UbunyeModel (ubunye/models/base.py) is the only interface the engine calls. ModelTransform (ubunye/plugins/transforms/model_transform.py) loads the user's class dynamically via load_model_class() and calls train() or predict().

The ModelRegistry (ubunye/models/registry.py) stores artifacts and metadata on the filesystem. JSON serialization uses dataclasses.asdict().


Writing tests

Unit tests (Spark-free)

Use MockDF for any test that would otherwise require PySpark:

class MockDF:
    def __init__(self, rows=None):
        self._rows = rows or [{"id": 1, "val": 2.0}]
    def count(self): return len(self._rows)
    def toPandas(self):
        import pandas as pd; return pd.DataFrame(self._rows)

All tests in tests/unit/ must pass without pyspark installed.

Integration tests

Mark with @pytest.mark.integration and use SparkBackend:

import pytest
from ubunye.backends.spark_backend import SparkBackend

@pytest.fixture(scope="session")
def spark():
    with SparkBackend(app_name="test", spark_conf={"spark.sql.shuffle.partitions": "1"}) as be:
        yield be.spark

@pytest.mark.integration
def test_hive_reader(spark):
    ...

Run:

pytest tests/ -m integration

Orchestration exporters

ubunye/orchestration/:

  • base.pyOrchestratorExporter ABC with export(config_path, *, output_path, options) -> Path.
  • airflow_exporter.pyAirflowExporter, generates a DAG Python file whose single BashOperator runs ubunye run ....
  • databricks_exporter.pyDatabricksExporter, generates a Databricks Jobs API spec (job.json).

Exporters are reached via ubunye export airflow|databricks.

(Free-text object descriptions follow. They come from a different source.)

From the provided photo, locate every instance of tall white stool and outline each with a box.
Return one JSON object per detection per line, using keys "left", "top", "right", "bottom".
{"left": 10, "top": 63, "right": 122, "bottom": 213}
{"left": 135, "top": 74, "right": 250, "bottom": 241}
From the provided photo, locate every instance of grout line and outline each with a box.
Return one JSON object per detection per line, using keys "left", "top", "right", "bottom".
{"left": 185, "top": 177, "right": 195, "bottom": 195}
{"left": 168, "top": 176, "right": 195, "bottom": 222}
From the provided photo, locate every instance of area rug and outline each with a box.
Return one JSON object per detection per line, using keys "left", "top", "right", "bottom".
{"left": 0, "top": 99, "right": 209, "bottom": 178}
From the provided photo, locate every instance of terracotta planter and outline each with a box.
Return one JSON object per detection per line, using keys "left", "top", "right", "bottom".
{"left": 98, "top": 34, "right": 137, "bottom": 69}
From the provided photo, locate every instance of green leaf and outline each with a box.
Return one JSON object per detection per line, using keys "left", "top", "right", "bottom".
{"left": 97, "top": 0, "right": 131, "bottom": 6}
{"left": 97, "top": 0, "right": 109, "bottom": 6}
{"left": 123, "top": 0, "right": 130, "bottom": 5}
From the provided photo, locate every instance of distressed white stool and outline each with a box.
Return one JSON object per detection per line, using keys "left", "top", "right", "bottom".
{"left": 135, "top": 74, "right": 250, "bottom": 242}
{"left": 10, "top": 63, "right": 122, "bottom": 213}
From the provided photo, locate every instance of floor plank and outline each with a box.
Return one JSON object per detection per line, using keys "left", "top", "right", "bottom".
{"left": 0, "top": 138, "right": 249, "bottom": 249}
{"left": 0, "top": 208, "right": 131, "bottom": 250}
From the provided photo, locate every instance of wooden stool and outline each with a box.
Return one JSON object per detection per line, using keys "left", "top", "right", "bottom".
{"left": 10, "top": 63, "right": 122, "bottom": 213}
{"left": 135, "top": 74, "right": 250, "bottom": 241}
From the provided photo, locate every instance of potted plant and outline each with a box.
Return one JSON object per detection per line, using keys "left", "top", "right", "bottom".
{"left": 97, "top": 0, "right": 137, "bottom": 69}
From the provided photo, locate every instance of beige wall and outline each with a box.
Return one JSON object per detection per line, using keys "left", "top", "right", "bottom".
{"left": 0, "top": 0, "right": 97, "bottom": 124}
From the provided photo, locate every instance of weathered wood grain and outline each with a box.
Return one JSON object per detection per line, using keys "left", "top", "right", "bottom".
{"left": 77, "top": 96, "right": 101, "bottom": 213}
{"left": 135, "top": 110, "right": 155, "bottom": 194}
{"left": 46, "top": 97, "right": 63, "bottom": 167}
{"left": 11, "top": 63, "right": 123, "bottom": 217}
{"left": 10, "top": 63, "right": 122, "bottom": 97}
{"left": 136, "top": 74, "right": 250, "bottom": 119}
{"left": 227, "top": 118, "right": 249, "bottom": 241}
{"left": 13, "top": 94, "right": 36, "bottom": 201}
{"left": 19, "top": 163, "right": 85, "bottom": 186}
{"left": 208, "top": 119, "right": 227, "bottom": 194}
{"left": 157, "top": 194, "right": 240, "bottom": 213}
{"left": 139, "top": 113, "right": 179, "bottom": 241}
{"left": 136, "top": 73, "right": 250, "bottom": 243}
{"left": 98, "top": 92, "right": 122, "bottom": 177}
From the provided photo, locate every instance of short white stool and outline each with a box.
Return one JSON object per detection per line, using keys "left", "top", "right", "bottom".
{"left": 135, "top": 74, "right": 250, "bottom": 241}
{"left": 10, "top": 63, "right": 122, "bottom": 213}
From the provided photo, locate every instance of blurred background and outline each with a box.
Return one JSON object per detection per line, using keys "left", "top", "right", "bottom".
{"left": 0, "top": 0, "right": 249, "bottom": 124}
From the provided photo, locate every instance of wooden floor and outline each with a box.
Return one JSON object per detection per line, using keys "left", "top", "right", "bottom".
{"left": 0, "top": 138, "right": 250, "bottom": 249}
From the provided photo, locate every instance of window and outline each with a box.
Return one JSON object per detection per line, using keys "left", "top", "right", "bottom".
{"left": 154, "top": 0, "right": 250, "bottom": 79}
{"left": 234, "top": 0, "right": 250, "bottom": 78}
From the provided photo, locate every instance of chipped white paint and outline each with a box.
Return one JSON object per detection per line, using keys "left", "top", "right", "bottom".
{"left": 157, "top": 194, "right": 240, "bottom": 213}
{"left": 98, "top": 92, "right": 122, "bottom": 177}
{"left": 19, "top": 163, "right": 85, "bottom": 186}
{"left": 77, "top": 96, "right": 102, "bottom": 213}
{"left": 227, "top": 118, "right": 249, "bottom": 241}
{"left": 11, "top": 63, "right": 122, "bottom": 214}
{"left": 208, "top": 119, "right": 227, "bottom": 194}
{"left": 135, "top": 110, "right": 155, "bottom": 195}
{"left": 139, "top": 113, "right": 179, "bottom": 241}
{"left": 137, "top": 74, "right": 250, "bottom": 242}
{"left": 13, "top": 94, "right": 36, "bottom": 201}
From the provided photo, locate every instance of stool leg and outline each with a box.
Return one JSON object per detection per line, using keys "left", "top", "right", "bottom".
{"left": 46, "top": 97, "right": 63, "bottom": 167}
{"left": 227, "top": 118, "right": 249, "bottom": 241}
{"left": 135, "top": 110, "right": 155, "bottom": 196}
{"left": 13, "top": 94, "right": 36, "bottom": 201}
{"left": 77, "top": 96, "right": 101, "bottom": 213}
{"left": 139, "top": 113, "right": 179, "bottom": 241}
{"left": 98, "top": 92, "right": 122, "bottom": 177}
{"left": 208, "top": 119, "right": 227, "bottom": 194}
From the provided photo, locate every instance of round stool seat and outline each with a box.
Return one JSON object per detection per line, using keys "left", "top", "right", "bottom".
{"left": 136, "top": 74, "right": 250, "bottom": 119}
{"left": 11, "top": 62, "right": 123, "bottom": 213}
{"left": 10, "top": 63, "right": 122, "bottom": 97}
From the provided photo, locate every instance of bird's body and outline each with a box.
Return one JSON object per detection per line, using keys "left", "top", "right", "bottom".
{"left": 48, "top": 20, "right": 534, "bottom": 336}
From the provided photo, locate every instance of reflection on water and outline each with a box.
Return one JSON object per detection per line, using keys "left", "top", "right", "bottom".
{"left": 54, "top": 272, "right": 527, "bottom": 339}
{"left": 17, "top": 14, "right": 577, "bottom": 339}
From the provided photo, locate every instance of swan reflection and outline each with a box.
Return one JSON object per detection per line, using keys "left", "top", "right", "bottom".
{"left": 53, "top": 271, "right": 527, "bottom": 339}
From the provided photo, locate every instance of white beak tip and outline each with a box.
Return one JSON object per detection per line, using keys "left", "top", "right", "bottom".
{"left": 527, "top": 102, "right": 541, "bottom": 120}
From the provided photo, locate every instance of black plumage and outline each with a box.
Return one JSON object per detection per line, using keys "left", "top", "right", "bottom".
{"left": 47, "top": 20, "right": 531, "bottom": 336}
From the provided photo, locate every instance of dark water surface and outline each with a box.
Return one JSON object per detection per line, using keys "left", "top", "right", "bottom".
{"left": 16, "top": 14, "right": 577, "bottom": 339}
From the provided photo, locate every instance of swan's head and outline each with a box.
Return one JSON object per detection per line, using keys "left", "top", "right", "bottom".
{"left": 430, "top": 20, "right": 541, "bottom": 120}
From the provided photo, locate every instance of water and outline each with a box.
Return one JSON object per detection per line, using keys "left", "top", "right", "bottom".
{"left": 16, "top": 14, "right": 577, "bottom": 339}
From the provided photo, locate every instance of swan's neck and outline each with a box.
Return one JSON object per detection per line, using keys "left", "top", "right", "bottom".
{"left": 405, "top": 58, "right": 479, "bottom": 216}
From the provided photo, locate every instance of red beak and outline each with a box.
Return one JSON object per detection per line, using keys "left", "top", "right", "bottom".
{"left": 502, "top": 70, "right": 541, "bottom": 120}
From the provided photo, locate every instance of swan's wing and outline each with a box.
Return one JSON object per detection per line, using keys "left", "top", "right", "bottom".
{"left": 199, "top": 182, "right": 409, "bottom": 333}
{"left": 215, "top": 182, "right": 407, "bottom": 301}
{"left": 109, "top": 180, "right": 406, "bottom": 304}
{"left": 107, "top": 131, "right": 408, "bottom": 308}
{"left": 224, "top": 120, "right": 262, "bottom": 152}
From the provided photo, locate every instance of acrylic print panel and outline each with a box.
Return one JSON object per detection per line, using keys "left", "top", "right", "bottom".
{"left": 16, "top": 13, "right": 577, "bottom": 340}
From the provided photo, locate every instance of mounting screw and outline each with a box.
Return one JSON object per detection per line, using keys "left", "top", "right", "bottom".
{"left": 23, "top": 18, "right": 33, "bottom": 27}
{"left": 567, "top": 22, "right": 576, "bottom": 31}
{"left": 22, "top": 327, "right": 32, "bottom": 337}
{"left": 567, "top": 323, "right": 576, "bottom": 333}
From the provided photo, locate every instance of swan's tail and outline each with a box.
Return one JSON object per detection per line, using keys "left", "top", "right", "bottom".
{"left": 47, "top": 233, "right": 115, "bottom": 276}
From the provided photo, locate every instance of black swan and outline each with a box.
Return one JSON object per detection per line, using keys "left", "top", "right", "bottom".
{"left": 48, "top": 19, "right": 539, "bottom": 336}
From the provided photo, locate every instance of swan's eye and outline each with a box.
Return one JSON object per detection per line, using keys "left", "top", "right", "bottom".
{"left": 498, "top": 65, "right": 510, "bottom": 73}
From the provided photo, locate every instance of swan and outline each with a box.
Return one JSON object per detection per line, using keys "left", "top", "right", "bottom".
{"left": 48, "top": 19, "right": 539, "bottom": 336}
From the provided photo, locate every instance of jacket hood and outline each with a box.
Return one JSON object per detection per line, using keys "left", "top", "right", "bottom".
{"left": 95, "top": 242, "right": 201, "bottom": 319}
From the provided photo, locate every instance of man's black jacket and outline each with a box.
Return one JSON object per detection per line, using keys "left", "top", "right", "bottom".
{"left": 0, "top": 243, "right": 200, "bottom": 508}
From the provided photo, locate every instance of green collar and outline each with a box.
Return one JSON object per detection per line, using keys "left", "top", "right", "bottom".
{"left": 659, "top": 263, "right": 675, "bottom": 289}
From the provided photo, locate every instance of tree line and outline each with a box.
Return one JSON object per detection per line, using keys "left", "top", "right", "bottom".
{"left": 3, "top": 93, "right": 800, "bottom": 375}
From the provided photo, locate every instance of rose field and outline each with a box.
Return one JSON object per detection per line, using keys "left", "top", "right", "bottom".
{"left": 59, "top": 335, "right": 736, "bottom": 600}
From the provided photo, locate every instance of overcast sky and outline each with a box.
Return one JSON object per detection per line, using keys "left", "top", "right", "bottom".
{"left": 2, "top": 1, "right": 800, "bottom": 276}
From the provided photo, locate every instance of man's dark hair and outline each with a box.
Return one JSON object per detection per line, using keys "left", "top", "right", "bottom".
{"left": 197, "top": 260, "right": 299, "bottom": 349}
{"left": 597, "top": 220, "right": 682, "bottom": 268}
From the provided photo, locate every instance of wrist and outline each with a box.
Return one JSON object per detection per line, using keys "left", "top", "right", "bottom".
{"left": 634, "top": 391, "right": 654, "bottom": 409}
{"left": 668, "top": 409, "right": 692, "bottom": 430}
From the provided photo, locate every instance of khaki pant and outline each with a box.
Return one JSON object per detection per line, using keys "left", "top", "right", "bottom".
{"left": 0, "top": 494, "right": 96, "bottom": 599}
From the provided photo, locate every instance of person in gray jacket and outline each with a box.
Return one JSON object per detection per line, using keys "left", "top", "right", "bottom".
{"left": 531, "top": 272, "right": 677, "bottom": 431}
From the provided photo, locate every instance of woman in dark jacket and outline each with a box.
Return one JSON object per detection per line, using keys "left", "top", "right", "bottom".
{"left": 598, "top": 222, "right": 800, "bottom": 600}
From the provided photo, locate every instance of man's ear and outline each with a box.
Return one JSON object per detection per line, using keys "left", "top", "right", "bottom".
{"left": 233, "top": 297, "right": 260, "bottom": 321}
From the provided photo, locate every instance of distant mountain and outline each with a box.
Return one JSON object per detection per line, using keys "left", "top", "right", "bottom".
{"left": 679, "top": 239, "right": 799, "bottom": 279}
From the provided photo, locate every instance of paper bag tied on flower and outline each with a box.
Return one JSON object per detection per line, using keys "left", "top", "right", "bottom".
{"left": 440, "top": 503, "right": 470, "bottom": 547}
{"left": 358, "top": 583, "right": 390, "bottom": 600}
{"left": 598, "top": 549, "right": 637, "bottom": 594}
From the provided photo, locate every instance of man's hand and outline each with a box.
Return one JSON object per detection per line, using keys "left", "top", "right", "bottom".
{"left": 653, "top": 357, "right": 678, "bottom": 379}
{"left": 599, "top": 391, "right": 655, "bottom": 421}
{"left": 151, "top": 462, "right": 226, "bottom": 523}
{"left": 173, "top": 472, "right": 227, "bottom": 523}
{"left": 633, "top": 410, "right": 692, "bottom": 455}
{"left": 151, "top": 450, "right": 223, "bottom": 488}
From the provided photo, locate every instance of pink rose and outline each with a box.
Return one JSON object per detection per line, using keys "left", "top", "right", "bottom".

The CLI (ubunye/cli/export.py) loads the task's config.yaml, dumps the ORCHESTRATION block to a plain dict, and hands it to the exporter as options. For the Databricks exporter the nested databricks cluster block is flattened into top-level options so the exporter can splat it into new_cluster. They do not interact with the running cluster — they only produce configuration artifacts.


Adding a new orchestration target

  1. Subclass OrchestratorExporter and implement export(config_path, *, output_path, options).
  2. Add a new value to OrchestrationType enum in ubunye/config/schema.py.
  3. Export the class from ubunye/orchestration/__init__.py.
  4. Add a new Typer command in ubunye/cli/export.py that maps OrchestrationConfig fields to the exporter's options.